Friedrich Huldreich Erismann, or Fyodor Fyodorovich Erismann (14 November 1842 – 13 November 1915) was a Swiss ophthalmologist and hygienist.

==Biography==
Erismann was born in Gontenschwil, Switzerland. In 1867, Erismann earned his medical doctorate at the University of Zurich, subsequently furthering his studies in ophthalmology in Heidelberg, Vienna and Berlin. In 1867 he married Nadezhda Suslova, and two years later relocated to Saint Petersburg as an ophthalmologist. His interests soon turned to issues such as public health and conditions of the poor. In the early 1870s he studied hygiene and physiology in Munich, where his instructors were Max von Pettenkofer (1818–1901) and Carl von Voit (1831–1908).

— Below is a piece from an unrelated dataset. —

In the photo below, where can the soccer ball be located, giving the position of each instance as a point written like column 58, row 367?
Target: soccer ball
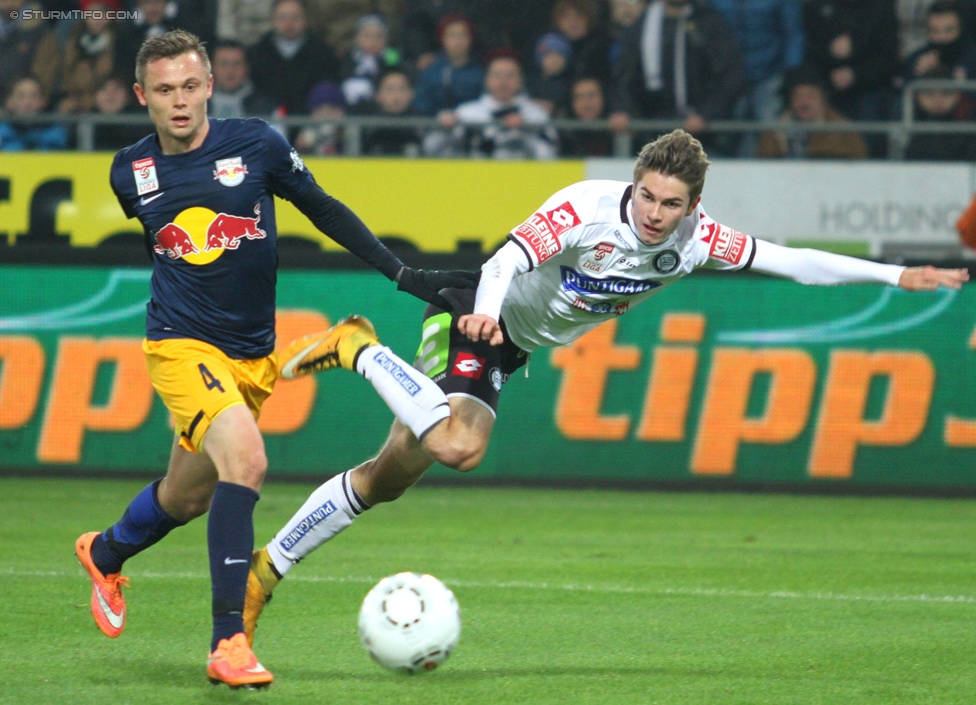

Following participation in Russo-Turkish War, he moved to Moscow, where from 1881 he served as a lecturer at the University of Moscow. In 1884 he was appointed professor of hygiene and director at the institute of hygiene. At the University of Moscow, one of his students was playwright Anton Chekhov. In 1870 he invented the new construction of school desk which was used in Russian schools till the beginning of 1960s.

Erismann was a pioneer of scientific hygiene in Russia, and sought to improve water quality and food standards in St. Petersburg and Moscow. In 1896 Erismann was dismissed from his position at Moscow for political reasons, as he expressed support of student revolutionaries and denounced the living conditions of the Russian people. Afterwards, he returned to Switzerland and became involved with political and health issues in Zürich.

He published in German and Russian. Among his numerous writings was Gesundheitslehre für Gebildete aller Stände (Health education for the educated of all classes), a book that was published in several editions.